Right now, I'm... not an encyclopedia, by any means, but one of those sidebar-of-magazine-article glossaries of types of extremely minor pain.

*Columbia-at-Columbia insists that if we ache for a few days after yoga it's a good thing, because it means our bodies are readjusting. She'd better be right; my neck and (especially) right shoulder have been requiring frequent attention from Lisa all weekend.

*Then there's the momentary-only sort of pain, like the spatter of hot peanut oil that splashed onto my hand when I dumped onions into it too quickly for the mung bean/brown rice/kale thing I made for dinner tonight; the pain went away so quickly I couldn't tell where I'd been spattered a second later.

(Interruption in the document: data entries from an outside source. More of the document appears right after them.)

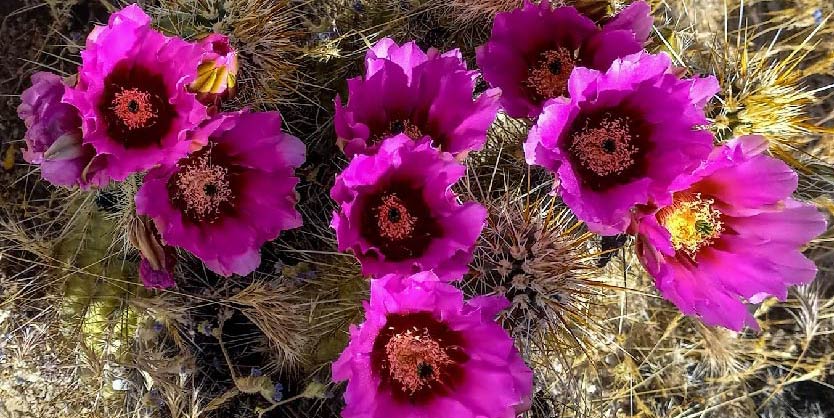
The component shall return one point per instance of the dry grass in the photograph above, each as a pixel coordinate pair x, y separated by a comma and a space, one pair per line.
602, 342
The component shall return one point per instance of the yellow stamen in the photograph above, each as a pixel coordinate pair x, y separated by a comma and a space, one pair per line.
692, 222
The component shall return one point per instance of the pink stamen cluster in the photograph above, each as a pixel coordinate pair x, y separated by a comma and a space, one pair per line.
134, 108
394, 220
415, 360
549, 77
204, 187
607, 148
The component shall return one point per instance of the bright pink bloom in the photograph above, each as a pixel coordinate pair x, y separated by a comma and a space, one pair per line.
425, 352
132, 94
622, 137
53, 136
398, 214
408, 91
227, 199
732, 234
533, 49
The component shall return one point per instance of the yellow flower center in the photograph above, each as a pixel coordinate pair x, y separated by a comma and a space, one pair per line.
692, 222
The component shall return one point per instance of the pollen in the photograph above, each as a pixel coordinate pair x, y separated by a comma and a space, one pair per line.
393, 218
400, 127
692, 222
415, 360
134, 108
203, 187
549, 76
607, 148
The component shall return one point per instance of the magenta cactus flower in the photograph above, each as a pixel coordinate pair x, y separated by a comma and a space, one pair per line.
157, 277
231, 196
732, 234
622, 137
408, 91
132, 94
217, 73
53, 136
398, 214
533, 49
425, 352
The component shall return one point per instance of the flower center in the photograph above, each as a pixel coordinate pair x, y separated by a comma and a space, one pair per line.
417, 357
413, 360
400, 126
692, 222
607, 147
202, 188
548, 77
134, 108
398, 221
393, 219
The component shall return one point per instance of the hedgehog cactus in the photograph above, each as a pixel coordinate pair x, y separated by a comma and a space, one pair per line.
97, 288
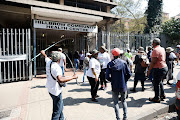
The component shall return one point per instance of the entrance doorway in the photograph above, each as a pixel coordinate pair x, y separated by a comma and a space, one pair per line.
71, 41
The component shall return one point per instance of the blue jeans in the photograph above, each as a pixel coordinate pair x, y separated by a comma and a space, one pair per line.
57, 107
158, 76
62, 67
86, 68
76, 62
115, 96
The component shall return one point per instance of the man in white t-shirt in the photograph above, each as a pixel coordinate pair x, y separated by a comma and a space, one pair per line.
104, 59
62, 63
54, 77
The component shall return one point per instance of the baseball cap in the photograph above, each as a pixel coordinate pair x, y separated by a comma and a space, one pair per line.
95, 51
87, 54
55, 55
178, 76
60, 49
116, 52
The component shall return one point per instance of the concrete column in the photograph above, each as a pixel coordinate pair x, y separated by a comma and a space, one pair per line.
108, 9
61, 2
108, 37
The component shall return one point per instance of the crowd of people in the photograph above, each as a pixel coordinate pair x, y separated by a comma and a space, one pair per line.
156, 65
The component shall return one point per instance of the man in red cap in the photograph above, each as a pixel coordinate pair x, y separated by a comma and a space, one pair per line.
118, 73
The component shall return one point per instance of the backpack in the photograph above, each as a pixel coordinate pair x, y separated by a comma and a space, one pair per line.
145, 61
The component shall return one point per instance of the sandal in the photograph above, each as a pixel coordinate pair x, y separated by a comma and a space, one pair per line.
154, 100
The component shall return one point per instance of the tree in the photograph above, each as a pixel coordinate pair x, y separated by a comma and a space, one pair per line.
129, 10
172, 29
154, 14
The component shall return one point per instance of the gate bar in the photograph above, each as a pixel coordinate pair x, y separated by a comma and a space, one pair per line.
8, 54
19, 53
16, 50
23, 53
4, 54
12, 53
0, 62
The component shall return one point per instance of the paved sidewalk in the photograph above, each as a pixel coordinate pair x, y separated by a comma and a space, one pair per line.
29, 100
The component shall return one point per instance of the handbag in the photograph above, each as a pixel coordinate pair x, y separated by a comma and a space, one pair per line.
60, 84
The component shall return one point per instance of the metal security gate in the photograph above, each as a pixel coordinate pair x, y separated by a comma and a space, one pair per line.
15, 54
126, 40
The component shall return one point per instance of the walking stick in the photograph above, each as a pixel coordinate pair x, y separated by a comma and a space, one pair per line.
72, 66
48, 49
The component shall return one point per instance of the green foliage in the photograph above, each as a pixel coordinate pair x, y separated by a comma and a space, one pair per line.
131, 16
172, 29
154, 14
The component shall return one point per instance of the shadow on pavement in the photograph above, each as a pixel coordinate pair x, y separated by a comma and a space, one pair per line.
38, 86
80, 90
69, 101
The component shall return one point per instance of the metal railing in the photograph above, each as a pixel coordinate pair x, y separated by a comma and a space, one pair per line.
125, 40
15, 54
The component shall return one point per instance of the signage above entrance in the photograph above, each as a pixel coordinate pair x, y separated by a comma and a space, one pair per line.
64, 26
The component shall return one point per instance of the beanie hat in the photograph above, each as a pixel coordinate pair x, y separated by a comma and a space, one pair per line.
55, 55
116, 52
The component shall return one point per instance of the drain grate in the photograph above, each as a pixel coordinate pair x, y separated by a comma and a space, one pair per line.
4, 114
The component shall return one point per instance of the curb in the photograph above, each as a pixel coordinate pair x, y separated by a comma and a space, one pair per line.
151, 114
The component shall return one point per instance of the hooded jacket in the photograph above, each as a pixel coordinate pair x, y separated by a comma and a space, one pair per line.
118, 73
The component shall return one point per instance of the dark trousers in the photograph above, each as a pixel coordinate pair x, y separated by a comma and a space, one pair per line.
94, 86
81, 64
102, 77
57, 107
158, 76
141, 77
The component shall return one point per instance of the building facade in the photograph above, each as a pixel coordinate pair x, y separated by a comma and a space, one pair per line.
75, 23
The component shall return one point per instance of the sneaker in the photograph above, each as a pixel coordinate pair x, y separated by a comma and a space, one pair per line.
94, 100
143, 89
162, 97
154, 100
105, 88
101, 88
133, 90
96, 96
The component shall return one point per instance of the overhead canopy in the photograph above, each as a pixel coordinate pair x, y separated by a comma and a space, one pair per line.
65, 16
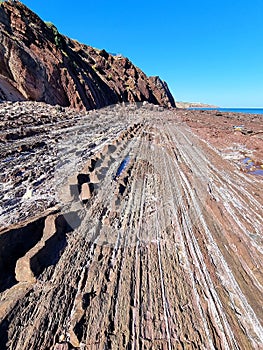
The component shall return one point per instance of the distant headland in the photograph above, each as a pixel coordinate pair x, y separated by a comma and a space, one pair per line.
194, 105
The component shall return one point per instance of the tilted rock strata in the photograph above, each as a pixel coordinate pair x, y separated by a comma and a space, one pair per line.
40, 64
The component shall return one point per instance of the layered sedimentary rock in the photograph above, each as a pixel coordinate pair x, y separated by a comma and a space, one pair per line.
40, 64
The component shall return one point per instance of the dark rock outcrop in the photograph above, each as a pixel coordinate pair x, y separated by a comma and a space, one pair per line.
38, 63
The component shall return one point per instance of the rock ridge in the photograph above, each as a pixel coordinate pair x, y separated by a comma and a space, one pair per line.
38, 63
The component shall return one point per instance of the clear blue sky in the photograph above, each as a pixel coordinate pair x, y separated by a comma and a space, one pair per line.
208, 51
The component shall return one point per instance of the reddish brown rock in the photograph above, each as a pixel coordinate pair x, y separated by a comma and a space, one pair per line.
38, 63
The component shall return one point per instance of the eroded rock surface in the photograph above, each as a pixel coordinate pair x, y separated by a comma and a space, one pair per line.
40, 64
168, 256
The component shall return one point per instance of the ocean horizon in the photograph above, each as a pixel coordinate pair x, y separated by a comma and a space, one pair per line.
233, 110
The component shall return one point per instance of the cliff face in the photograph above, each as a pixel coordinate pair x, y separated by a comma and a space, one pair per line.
40, 64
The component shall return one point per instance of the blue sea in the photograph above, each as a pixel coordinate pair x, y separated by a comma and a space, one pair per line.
234, 110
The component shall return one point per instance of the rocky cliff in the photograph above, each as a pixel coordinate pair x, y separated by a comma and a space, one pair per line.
38, 63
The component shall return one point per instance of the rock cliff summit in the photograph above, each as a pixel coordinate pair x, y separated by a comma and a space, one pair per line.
40, 64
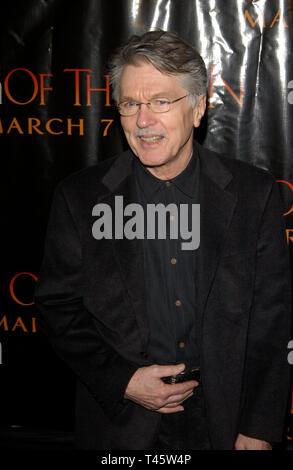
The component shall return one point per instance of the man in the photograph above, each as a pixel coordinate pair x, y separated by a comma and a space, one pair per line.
126, 312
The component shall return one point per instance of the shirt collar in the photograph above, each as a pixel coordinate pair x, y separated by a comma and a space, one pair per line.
186, 181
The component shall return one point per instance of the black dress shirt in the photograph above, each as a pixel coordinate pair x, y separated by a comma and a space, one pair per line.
169, 270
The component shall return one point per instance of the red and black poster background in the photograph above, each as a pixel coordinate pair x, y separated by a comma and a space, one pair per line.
57, 116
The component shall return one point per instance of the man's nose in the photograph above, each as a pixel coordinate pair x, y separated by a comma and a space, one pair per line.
145, 117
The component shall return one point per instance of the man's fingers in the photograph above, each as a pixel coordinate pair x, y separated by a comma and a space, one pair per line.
166, 371
181, 388
178, 399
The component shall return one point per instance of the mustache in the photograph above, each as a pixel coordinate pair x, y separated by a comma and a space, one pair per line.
149, 132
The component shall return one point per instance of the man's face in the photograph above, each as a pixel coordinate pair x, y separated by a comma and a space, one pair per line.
165, 138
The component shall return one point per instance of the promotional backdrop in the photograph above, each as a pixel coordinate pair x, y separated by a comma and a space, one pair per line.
57, 116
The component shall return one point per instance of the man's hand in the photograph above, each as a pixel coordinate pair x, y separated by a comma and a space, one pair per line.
147, 389
249, 443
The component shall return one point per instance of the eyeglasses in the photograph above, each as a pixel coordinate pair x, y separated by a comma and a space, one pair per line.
157, 105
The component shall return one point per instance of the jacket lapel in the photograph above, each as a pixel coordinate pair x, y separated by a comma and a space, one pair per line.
128, 253
217, 205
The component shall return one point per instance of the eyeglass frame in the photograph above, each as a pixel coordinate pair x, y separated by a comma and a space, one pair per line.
149, 106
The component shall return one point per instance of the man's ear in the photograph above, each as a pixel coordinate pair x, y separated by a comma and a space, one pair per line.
199, 110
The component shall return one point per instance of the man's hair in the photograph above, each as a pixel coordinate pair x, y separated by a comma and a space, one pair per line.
169, 54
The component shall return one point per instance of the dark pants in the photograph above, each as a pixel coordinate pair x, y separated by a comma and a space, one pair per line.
185, 430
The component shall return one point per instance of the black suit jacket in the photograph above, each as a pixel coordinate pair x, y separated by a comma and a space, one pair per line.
91, 294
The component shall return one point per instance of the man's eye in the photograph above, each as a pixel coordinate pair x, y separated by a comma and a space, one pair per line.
130, 104
161, 102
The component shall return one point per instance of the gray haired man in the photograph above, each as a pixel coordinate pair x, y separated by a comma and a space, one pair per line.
173, 349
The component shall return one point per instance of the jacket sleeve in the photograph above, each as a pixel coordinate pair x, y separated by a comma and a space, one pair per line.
69, 325
266, 381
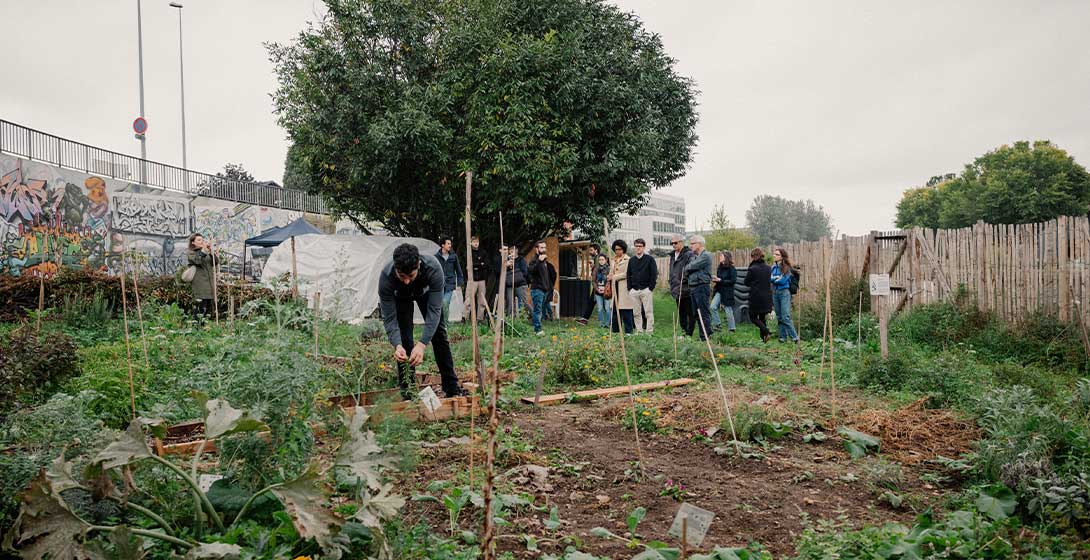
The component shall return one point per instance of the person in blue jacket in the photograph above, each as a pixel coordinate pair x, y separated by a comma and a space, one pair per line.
726, 277
451, 271
782, 272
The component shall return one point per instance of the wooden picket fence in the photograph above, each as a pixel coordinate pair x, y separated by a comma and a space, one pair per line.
1014, 270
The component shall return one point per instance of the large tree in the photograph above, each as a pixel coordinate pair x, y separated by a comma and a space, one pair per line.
564, 109
775, 219
1012, 184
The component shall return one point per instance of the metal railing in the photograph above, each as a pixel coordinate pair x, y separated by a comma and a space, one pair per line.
39, 146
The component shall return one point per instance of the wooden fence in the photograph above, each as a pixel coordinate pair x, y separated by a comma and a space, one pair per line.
1010, 269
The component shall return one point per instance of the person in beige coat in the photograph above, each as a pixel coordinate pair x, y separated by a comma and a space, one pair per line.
622, 300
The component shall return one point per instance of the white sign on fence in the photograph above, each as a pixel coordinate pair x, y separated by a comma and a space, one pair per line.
880, 284
695, 527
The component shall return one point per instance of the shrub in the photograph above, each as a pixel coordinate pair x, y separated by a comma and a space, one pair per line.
32, 366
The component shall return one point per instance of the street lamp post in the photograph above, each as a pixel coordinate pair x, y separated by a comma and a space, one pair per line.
140, 52
181, 73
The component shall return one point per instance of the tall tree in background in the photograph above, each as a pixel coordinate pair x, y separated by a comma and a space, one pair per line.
775, 219
724, 235
1012, 184
237, 172
564, 109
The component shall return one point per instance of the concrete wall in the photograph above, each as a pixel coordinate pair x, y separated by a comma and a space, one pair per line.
50, 215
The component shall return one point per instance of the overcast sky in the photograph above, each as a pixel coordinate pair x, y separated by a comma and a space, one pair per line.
844, 102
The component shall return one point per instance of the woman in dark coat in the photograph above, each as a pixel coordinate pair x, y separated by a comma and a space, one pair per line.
726, 277
201, 257
759, 280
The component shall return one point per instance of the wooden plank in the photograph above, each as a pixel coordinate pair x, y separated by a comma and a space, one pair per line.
610, 391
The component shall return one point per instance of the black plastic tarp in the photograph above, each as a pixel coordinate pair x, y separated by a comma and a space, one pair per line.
275, 236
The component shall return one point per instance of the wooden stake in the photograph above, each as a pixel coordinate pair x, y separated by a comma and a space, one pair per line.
471, 279
124, 323
215, 282
718, 378
294, 274
41, 301
488, 536
317, 318
140, 319
628, 377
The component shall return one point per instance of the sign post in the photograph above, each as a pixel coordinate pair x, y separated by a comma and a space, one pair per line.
880, 289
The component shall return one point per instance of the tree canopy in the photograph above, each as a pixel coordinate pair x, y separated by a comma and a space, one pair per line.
564, 109
724, 235
775, 219
1012, 184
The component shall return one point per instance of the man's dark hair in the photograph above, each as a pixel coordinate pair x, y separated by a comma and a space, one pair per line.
406, 258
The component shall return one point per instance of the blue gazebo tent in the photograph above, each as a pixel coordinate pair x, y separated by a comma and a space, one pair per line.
274, 236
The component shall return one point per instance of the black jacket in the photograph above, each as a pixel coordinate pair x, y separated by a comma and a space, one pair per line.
482, 265
642, 272
677, 270
394, 293
759, 280
541, 275
728, 277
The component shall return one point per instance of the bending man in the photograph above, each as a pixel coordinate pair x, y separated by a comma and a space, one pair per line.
414, 278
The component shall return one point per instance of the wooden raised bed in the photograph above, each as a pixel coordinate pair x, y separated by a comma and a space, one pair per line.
184, 438
605, 393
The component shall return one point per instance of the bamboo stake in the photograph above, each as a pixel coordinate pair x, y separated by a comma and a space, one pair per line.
124, 323
718, 378
140, 318
473, 311
41, 301
317, 318
628, 377
487, 540
215, 281
471, 279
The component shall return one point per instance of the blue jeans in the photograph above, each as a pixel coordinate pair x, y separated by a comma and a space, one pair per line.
535, 316
701, 295
605, 307
782, 304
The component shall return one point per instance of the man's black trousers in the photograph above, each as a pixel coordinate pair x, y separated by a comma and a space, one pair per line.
407, 374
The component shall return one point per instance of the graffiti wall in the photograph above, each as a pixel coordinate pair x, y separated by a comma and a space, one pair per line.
52, 217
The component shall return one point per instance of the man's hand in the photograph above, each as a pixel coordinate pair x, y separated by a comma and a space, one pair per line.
418, 354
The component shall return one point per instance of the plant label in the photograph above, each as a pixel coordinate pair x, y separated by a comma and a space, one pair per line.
880, 284
430, 400
697, 527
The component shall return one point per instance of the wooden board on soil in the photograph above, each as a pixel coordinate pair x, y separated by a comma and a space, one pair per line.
604, 393
185, 438
451, 408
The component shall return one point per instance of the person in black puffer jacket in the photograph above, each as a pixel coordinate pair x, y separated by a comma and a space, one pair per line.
759, 280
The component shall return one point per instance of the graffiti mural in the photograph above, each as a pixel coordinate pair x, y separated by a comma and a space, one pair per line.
150, 215
226, 227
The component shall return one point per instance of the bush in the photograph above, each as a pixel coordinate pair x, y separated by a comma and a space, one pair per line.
32, 367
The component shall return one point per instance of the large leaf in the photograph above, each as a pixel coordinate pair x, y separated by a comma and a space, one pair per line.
304, 499
222, 419
129, 448
378, 508
857, 442
360, 453
996, 501
47, 526
214, 551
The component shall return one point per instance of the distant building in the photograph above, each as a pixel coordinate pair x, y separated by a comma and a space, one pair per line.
661, 218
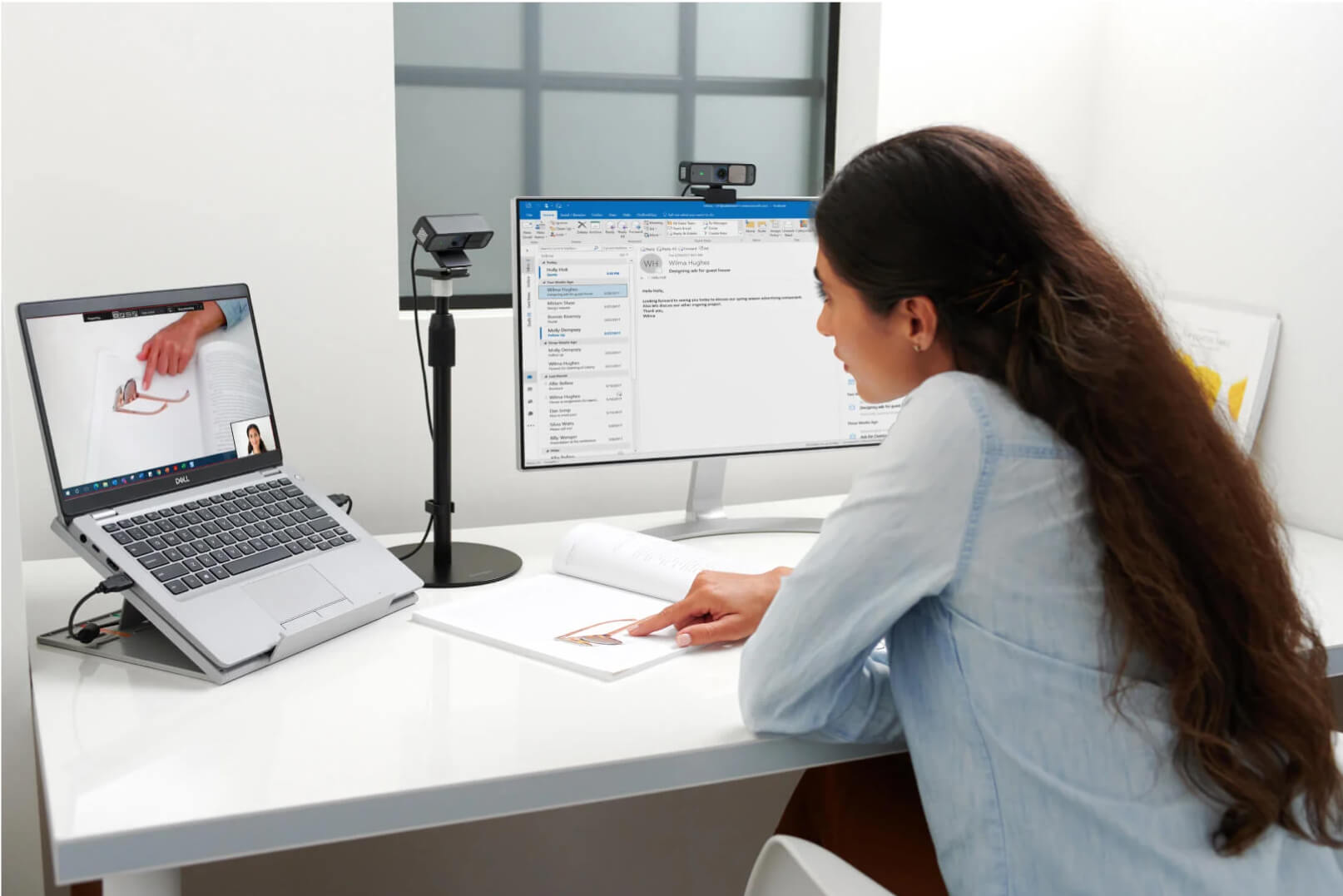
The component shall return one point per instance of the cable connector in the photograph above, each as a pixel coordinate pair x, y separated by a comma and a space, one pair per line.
89, 631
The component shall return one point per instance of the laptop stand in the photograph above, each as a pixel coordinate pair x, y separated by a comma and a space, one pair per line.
146, 638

*The canker sores that plagued me for years and went away once I started using Rembrandt's anti-canker-sore formula (pity I can rarely use Tom's of Maine toothpaste now--I liked that stuff) are putting in a rare appearance right now, in a way that makes me shlur my shpeech a little.

*My fingertips have that pleasant mild soreness that tells me I recently played guitar or bass a bunch after not having played it for a while. Which is true: Lisa and Jess and I played for a couple of hours today (we learned a short but fab new song of Jess's, New Bad Things' "The Dirge," and Ivor Cutler's "Go and Sit Upon the Grass," and messed around a little with the Homosexuals' "Soft South Africans" and a song I'm still working on about Kantian aesthetics and the screwed-up love life of a friend of mine).

*There's also the category of pain so abstract it's not even the real thing, just a reference to it--Parker Paul has a song called "Pain Pain Pain Pain Pain," which has been doing nice things with the use/mention distinction in my head all day.

*The significant one, though, is one I can't even feel as much: one of the revelations of my big revelatory experience in the desert this year was the sudden and striking absence of pain I hadn't actually noticed in my torso and limbs, which suggests that my baseline level is actually somewhat higher than I'd figured. Lisa insists that I should go see a doctor sometime soon, and I've promised her I will.

The parashah is currently in the middle of Can, specifically on "Connection" from Unlimited Edition, recorded in the early Malcolm Mooney period, i.e. when they were the weirdest garage-rock band in Europe. Hooray. Bought a couple of records this weekend including Stereolab's BBC-sessions comp ABC Music(it's currently sitting on top of Crosby & Nash's The ABC Years, by happenstance), but the one I keep hitting "play" on is Fennesz's Field Recordings, wonderful digitally processed solo guitar & occasional beats.